New HAABI Scale Measures Human-AI Emotional Bonding in 20 Questions
52 interviews and 673 users reveal four dimensions of AI attachment
A new paper on arXiv introduces the Human-AI Affective Bonding Inventory (HAABI), a 20-item, four-factor scale designed to measure emotional bonds users form with conversational AI. As AI chatbots become more affectively responsive, existing tools borrowed from human relationship psychology may miss unique aspects of human-AI bonding. The researchers conducted two studies: first, thematic analysis of semi-structured interviews with 52 emotionally engaged conversational AI users; second, a self-report inventory validated on 673 Chinese users. Exploratory and confirmatory factor analyses revealed four dimensions: emotional realism (how real the AI's emotions feel), separation anxiety (distress when not interacting), emotional investment (time and energy spent), and romantic intimacy (feelings of closeness or romance).
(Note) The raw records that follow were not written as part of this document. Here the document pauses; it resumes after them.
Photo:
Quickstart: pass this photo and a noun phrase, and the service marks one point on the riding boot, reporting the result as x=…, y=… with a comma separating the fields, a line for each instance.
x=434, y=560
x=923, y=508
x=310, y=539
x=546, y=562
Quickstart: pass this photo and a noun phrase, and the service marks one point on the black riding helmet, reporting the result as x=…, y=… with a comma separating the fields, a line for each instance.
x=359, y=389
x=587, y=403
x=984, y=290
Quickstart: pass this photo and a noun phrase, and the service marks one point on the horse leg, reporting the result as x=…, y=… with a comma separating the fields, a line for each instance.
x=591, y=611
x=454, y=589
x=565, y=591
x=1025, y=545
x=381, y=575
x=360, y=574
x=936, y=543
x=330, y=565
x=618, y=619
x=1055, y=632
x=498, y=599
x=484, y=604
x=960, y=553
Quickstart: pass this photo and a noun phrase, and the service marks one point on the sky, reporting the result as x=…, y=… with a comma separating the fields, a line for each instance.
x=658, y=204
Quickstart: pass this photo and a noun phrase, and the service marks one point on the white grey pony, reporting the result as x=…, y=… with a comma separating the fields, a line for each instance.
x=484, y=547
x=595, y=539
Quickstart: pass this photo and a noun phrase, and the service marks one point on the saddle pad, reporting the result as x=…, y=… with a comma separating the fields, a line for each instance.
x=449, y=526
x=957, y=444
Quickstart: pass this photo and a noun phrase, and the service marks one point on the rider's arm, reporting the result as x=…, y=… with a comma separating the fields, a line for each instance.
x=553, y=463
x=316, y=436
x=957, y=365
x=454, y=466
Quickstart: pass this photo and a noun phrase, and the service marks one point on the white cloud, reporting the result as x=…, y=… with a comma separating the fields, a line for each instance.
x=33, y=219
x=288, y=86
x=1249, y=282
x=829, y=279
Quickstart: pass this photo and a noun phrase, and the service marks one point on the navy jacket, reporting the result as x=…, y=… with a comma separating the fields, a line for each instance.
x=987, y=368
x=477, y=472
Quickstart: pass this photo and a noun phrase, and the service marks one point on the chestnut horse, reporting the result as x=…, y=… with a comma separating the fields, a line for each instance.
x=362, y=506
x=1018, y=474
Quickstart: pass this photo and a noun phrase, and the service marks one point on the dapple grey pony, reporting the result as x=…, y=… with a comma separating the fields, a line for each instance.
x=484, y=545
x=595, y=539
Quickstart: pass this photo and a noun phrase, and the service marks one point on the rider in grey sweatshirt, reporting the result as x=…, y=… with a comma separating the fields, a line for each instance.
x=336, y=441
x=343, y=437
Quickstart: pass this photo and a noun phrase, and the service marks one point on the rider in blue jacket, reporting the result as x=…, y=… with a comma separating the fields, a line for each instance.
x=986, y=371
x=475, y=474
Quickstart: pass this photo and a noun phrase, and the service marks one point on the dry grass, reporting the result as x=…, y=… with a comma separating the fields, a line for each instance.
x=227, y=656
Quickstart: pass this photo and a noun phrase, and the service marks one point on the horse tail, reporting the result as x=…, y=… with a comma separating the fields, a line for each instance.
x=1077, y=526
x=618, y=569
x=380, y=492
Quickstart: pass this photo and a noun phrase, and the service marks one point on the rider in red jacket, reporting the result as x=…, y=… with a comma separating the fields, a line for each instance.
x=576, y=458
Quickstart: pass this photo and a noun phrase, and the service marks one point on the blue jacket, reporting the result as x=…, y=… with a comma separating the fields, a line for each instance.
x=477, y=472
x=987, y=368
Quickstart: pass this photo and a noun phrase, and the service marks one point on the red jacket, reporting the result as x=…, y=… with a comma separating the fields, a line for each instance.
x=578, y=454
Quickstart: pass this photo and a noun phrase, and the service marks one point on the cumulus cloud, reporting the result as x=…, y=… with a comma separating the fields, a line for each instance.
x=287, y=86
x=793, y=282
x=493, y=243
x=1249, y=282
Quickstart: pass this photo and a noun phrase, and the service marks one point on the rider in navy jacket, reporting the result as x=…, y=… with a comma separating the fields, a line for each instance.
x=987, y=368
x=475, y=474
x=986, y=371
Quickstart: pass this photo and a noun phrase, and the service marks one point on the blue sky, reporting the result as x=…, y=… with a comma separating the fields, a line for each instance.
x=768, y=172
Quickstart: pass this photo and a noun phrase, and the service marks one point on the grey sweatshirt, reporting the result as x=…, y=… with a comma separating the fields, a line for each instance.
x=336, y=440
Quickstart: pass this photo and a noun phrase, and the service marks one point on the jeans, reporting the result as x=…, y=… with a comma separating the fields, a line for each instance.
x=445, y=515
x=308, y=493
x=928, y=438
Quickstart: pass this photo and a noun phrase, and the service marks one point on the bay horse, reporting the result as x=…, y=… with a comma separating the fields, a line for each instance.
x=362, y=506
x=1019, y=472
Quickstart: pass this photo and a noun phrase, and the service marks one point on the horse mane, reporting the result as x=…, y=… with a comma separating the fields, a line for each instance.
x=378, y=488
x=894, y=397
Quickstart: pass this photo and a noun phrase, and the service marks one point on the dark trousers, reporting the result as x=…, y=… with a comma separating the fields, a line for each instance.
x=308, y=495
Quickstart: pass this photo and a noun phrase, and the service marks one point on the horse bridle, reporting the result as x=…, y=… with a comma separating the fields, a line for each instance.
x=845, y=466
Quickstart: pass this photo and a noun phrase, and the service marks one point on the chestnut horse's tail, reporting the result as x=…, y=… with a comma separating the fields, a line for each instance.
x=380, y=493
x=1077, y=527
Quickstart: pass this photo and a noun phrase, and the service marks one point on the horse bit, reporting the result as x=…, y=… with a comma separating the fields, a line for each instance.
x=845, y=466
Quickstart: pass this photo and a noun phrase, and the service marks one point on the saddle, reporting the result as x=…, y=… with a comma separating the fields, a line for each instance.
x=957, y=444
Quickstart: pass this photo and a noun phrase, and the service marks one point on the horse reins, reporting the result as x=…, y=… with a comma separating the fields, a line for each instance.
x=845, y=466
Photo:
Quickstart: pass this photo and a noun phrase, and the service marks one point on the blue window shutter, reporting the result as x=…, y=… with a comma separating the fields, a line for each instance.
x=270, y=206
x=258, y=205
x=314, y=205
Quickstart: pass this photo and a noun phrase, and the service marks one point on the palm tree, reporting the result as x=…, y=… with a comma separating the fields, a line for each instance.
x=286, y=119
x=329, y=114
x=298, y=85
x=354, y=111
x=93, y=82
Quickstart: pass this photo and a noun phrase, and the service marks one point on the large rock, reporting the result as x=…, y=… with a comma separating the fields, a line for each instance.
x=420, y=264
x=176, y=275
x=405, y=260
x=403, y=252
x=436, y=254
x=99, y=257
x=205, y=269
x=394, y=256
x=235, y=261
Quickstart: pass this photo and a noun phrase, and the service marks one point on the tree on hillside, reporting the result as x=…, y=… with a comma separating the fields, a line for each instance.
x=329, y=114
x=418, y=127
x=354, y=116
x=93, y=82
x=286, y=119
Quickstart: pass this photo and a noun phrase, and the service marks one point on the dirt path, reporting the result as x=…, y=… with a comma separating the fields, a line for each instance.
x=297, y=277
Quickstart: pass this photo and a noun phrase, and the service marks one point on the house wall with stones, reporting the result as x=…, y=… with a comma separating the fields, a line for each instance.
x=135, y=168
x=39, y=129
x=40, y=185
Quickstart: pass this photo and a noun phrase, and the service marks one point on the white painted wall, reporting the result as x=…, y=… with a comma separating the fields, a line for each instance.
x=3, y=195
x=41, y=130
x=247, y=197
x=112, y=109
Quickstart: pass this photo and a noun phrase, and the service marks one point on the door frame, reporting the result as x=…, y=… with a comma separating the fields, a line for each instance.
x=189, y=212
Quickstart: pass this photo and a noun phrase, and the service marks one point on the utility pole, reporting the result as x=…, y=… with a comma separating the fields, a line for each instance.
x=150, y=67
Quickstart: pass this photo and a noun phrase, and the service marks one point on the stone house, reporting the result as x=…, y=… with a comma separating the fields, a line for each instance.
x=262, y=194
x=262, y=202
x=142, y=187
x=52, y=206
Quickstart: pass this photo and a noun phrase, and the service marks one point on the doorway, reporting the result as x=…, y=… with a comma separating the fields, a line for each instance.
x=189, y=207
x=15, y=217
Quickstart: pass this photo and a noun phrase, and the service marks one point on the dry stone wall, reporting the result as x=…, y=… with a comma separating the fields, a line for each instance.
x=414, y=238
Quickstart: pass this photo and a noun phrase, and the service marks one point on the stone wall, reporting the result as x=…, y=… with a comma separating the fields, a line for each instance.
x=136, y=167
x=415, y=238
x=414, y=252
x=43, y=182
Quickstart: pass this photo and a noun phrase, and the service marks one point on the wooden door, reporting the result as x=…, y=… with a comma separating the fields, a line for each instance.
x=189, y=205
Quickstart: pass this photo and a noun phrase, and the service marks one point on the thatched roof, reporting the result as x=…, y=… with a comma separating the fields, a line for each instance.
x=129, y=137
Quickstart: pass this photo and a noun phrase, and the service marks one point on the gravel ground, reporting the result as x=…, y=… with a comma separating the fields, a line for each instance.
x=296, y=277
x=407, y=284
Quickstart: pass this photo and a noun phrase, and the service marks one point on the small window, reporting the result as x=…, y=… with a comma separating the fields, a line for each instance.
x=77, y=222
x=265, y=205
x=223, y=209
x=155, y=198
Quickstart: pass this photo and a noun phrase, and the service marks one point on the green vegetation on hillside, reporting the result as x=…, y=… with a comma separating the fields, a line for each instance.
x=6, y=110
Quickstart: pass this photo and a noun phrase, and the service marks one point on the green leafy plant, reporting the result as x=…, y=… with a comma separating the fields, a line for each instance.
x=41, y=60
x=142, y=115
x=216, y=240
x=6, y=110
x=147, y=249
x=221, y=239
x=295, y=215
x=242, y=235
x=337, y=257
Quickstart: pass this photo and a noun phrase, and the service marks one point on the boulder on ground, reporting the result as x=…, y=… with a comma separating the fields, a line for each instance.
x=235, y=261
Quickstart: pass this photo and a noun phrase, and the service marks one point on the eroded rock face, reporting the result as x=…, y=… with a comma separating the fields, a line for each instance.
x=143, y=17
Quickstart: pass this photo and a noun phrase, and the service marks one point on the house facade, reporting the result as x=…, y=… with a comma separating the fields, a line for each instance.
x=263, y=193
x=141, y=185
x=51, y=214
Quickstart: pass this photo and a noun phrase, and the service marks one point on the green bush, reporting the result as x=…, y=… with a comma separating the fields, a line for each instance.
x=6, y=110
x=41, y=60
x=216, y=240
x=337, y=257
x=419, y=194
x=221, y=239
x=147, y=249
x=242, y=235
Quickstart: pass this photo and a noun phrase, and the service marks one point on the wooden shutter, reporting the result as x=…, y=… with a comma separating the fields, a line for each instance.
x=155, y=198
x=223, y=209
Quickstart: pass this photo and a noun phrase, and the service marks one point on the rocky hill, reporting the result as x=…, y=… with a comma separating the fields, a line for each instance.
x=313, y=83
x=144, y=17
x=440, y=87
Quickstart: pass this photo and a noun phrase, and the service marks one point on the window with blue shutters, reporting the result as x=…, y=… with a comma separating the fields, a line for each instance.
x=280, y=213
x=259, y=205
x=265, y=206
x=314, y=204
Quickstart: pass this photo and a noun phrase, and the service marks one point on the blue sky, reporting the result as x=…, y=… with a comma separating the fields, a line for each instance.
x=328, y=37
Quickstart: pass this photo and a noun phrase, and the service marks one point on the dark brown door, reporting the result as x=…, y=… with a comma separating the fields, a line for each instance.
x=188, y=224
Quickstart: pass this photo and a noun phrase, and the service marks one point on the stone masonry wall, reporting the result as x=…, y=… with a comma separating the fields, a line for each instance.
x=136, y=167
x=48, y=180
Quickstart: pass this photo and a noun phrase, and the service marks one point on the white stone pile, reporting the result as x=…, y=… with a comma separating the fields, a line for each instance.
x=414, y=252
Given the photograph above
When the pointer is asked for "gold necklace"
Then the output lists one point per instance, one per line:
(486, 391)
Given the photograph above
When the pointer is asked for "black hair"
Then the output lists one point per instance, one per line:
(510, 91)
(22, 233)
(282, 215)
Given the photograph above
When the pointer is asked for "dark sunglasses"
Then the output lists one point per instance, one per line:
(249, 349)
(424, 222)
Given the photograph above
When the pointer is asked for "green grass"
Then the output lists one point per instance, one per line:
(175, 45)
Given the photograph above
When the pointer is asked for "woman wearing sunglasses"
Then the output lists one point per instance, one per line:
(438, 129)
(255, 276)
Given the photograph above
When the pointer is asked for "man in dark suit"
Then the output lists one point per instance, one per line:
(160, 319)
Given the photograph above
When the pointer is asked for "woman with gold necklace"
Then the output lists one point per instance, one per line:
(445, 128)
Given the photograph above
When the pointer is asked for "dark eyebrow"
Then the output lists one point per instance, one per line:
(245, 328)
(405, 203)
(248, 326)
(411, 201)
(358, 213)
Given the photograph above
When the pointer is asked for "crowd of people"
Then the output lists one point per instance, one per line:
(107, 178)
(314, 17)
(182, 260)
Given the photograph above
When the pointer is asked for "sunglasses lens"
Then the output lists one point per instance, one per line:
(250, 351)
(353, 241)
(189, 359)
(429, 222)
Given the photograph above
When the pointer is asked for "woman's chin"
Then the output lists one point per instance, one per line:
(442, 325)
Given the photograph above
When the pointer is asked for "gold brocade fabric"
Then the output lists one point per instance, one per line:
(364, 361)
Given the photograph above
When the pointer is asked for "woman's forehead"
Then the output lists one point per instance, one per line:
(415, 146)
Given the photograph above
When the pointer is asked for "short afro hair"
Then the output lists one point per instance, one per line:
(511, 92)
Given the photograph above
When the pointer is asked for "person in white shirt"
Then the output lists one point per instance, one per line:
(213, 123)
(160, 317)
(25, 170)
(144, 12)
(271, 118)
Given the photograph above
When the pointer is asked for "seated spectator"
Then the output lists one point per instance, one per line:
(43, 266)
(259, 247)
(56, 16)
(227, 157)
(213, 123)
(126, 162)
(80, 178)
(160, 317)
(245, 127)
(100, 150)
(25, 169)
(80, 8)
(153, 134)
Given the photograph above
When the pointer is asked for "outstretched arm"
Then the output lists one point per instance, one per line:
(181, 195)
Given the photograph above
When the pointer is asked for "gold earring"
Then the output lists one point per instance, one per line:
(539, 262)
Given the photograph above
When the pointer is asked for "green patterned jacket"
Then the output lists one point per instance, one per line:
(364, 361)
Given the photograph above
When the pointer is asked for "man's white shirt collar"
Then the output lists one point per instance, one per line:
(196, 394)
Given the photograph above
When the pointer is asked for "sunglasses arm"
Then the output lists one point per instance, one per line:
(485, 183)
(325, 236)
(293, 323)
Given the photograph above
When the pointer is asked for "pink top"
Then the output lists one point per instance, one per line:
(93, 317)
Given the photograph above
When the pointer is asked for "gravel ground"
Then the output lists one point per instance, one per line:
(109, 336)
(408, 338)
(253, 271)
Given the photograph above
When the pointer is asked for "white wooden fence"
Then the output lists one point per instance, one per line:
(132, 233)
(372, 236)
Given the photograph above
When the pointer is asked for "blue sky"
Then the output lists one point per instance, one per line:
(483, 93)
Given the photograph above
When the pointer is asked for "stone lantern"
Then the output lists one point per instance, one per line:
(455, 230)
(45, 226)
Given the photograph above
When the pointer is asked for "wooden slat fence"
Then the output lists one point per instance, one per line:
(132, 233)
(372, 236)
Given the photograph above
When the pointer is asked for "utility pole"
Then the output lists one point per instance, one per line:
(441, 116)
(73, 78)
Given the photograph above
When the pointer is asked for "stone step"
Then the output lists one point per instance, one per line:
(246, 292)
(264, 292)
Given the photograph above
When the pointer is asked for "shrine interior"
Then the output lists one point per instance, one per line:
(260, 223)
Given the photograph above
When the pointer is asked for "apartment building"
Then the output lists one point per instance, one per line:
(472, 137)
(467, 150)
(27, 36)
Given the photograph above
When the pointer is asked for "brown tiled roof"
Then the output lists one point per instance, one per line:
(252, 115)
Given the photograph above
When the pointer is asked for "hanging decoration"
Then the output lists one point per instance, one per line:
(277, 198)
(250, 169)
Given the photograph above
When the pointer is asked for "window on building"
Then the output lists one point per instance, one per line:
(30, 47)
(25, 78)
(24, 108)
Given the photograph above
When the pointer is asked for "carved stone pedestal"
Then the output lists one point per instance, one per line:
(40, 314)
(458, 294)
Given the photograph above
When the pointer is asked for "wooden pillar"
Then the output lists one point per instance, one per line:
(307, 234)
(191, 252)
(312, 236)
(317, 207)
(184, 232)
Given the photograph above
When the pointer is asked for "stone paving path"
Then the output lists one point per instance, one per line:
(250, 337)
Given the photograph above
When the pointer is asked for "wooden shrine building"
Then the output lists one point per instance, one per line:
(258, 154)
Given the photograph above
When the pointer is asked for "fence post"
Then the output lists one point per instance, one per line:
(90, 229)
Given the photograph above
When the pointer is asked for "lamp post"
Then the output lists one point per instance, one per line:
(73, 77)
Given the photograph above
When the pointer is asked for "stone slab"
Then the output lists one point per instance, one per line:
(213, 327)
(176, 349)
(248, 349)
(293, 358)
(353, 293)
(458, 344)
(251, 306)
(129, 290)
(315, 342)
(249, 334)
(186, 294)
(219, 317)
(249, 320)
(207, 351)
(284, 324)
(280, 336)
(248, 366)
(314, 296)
The scale showed good reliability, construct validity, and known-groups validity, meaning it can distinguish between users with different levels of attachment. The HAABI provides a neutral, user-centered tool for researchers studying how affective bonds form, their psychological outcomes, and potential risks. This is especially relevant as chatbots like ChatGPT, Character.AI, and Replika foster deep user relationships. The paper is publicly available on arXiv and is pending DOI registration.
- Developed from thematic analysis of 52 emotionally engaged conversational AI users
- 20-item scale with four factors: emotional realism, separation anxiety, emotional investment, romantic intimacy
- Validated on 673 Chinese conversational AI users with good reliability and construct validity
Why It Matters
Provides the first standardized tool to measure and study emotional attachment to AI, informing design and psychology research.